Willemstad - Advocaat Eric de Vries heeft de klacht die door de Fundashon Akshon Sivil (FAS) tegen hem was ingediend voldoende weerlegd.
Dat is het oordeel van de Raad van Toezicht op de Advocatuur, bestaande uit voorzitter Froukije Lourens en leden Richard Pols en Arnold Huizing. Omdat FAS geen nieuwe gezichtspunten heeft aangevoerd wordt de stichting niet-ontvankelijk verklaard. Dat FAS niet bevoegd is om een klacht in te dienen van de Raad van Toezicht omdat het daarmee de statutaire doelstelling overschrijdt en geen belang heeft bij haar klacht wordt door de Raad verworpen.
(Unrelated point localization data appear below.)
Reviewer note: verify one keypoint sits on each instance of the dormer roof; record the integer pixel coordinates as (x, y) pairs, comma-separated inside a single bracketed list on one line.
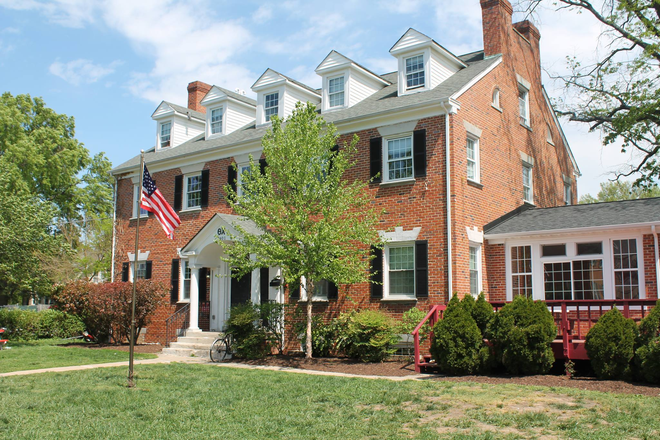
[(414, 40), (334, 60), (168, 109), (271, 78), (218, 93)]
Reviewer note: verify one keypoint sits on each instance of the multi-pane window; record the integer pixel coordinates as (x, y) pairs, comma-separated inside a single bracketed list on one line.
[(165, 130), (399, 158), (521, 270), (626, 275), (473, 159), (474, 270), (185, 292), (336, 92), (415, 72), (528, 190), (271, 105), (193, 191), (216, 120), (402, 270), (523, 105)]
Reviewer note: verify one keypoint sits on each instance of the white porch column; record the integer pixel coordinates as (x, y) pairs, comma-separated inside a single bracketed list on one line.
[(194, 296)]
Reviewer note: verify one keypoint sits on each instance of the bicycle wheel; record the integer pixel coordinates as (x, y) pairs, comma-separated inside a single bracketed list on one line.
[(218, 350)]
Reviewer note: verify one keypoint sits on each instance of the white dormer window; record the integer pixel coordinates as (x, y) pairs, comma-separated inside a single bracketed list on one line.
[(165, 130), (415, 72), (216, 121), (271, 105), (336, 92)]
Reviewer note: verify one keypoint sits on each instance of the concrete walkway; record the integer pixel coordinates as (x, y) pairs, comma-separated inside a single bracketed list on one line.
[(166, 359)]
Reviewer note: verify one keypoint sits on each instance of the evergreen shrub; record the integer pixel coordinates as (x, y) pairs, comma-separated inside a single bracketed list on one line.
[(522, 333), (610, 345)]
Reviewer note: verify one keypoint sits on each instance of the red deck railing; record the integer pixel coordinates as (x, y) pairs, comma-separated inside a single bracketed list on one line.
[(573, 320)]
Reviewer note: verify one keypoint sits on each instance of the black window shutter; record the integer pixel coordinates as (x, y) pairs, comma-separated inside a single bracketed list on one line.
[(264, 284), (178, 192), (147, 275), (174, 287), (124, 272), (202, 284), (205, 188), (419, 152), (422, 268), (333, 291), (377, 273), (294, 290), (231, 177), (375, 158)]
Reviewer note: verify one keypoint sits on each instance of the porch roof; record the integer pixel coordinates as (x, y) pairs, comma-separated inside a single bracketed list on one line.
[(528, 220)]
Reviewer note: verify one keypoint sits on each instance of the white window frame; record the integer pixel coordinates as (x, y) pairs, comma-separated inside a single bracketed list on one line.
[(343, 92), (221, 109), (386, 272), (386, 169), (279, 102), (422, 70), (528, 185), (475, 161), (136, 201), (477, 248), (184, 201), (160, 134)]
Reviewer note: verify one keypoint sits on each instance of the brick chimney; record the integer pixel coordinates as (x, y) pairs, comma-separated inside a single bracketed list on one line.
[(496, 17), (196, 92)]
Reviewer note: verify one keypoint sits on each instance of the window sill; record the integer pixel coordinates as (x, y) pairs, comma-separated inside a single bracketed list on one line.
[(196, 209), (475, 184), (399, 299), (398, 182)]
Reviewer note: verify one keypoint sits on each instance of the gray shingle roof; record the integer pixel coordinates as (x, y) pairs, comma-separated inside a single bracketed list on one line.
[(536, 220), (384, 101)]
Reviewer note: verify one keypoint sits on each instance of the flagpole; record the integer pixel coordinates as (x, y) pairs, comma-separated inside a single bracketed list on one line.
[(131, 382)]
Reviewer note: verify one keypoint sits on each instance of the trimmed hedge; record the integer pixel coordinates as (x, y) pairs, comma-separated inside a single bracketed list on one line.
[(610, 345)]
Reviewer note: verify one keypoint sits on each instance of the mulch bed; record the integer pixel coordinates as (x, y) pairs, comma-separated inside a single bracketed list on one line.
[(398, 368)]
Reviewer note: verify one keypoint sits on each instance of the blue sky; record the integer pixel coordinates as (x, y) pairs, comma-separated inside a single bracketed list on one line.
[(109, 63)]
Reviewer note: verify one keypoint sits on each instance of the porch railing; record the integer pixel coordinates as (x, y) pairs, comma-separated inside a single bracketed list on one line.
[(177, 324)]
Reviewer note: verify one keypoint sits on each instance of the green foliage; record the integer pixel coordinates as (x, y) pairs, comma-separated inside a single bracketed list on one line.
[(610, 345), (307, 211), (367, 335), (458, 346), (28, 325), (522, 333)]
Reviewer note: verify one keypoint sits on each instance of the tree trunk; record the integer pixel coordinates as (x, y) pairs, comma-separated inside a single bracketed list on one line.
[(309, 290)]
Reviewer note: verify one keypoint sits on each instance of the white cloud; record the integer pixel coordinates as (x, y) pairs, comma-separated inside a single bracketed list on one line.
[(82, 71)]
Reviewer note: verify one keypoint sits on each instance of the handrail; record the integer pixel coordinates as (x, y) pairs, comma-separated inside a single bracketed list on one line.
[(433, 316), (179, 320)]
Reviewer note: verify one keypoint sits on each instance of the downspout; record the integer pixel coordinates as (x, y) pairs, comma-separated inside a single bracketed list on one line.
[(657, 260), (114, 227)]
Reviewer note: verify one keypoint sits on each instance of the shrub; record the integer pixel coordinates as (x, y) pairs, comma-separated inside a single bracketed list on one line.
[(522, 333), (610, 345), (367, 335), (457, 345)]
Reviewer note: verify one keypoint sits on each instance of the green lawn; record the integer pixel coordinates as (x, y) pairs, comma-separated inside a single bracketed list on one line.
[(47, 354), (190, 401)]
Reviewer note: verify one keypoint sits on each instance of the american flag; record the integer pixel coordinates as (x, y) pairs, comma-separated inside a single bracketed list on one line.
[(153, 201)]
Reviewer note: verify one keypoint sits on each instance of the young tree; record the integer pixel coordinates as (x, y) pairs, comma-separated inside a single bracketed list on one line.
[(316, 224), (619, 93), (620, 190)]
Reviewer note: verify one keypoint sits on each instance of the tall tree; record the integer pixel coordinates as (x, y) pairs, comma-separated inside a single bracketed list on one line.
[(316, 224), (618, 93), (620, 190)]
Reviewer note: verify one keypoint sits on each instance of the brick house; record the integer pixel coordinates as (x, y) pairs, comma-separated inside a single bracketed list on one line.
[(461, 142)]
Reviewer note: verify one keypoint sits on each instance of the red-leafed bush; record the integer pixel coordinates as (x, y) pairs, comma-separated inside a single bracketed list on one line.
[(105, 308)]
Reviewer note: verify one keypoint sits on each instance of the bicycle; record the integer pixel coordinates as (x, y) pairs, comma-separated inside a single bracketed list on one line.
[(222, 348)]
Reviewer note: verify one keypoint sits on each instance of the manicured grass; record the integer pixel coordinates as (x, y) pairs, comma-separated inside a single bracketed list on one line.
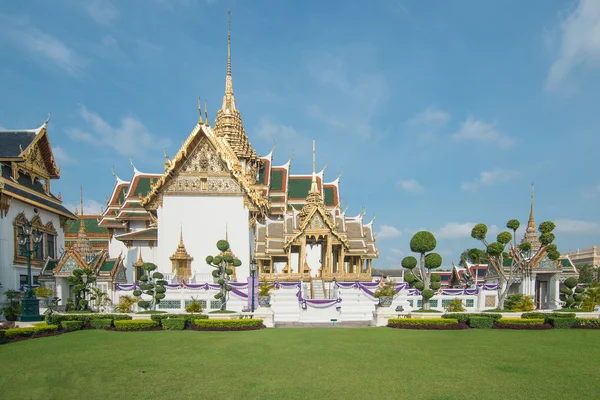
[(375, 363)]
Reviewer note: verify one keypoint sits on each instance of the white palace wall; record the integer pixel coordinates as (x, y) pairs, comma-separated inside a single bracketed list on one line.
[(203, 220)]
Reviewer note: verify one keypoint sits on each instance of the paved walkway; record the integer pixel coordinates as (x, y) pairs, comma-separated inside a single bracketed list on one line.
[(346, 324)]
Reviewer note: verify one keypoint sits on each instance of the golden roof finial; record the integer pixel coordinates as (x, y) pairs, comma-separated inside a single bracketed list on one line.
[(228, 42), (200, 111), (205, 114), (531, 222)]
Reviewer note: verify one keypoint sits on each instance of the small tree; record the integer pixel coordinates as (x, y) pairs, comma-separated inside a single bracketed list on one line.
[(82, 281), (423, 243), (100, 298), (153, 285), (223, 263), (520, 258)]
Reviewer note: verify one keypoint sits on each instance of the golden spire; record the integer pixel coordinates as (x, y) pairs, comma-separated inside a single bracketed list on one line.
[(313, 186), (200, 112), (531, 222)]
FAS, bekend als initiatiefnemer van een - nog steeds lopende - enquêteprocedure naar overheids-nv’s, had betoogd dat advocaat De Vries tegenstrijdige belangen dient. De Vries trad ten tijde van het kabinet Schotte op voor de regering, die aandeelhouder is van de verschillende overheids-nv’s, maar ook als juridisch adviseur van al deze overheids-nv’s. ,,De belangen van regering en vennootschappen lopen beslist niet per definitie parallel.” Hij zou daardoor niet integer hebben gehandeld. In de zaak waarover de Raad nu heeft geoordeeld gaat het om de zogenoemde EEG-overeenkomst tussen de Curaçaose Dokmaatschappij (CDM) en Curaçao Port Authority (CPA) van juni 2012 in verband met de claim van Cubaanse ex-Dokmedewerkers. De Vries vertegenwoordigde beide bedrijven.
Daarnaast ging de klacht over de BOO-overeenkomst, waarvan de aandelen door Aqualectra werden overgedragen aan Refinería di Kòrsou (RdK). De Vries zou ook hier ‘middenin’ hebben gezeten. Met beide transacties zou in totaal 100 miljoen gulden zijn gemoeid.
De Vries, partner en voorman van het kantoor HBN Law, stelde tijdens de behandeling dat FAS geen enkele moeite neemt onderscheid te maken tussen hem als advocaat en de betrokken partijen, die al dan niet cliënten zijn van De Vries. Akshon Sivil vereenzelvigt de advocaat ‘voor het gemak’ met betreffende partijen en rekent alle handelingen van die partijen aan De Vries toe, aldus de advocaat.
Volgens De Vries is het onjuist dat hij tegenstrijdige belangen heeft gediend. De kwestie van de Dokwerkers wordt in de Verenigde Staten behandeld en is nog niet ten einde. Omdat FAS haar klacht hierover niet verder heeft onderbouwd heeft de stichting hier geen belang in, vindt de Raad. Over de BOO-overeenkomst was De Vries daar inderdaad als advocaat van RdK bij betrokken. Centraal in deze zaak stond een e-mail van 3 januari 2013 van de advocaat aan zijn cliënt. De Vries heeft over bepaalde passages uitleg gegeven en beroept zich verder op geheimhouding. Voor de Raad van Toezicht heeft hij de verwijten daarmee weerlegd. FAS heeft daar verder niets aan toegevoegd. ,,Bij deze stand van zaken is de Raad van oordeel dat klaagster haar belang bij dit onderdeel van de klacht onvoldoende heeft onderbouwd.” De stichting is verder geen belanghebbende bij de overeenkomst. ,,De slotsom is dat klaagster niet-ontvankelijk zal worden verklaard in haar klacht.”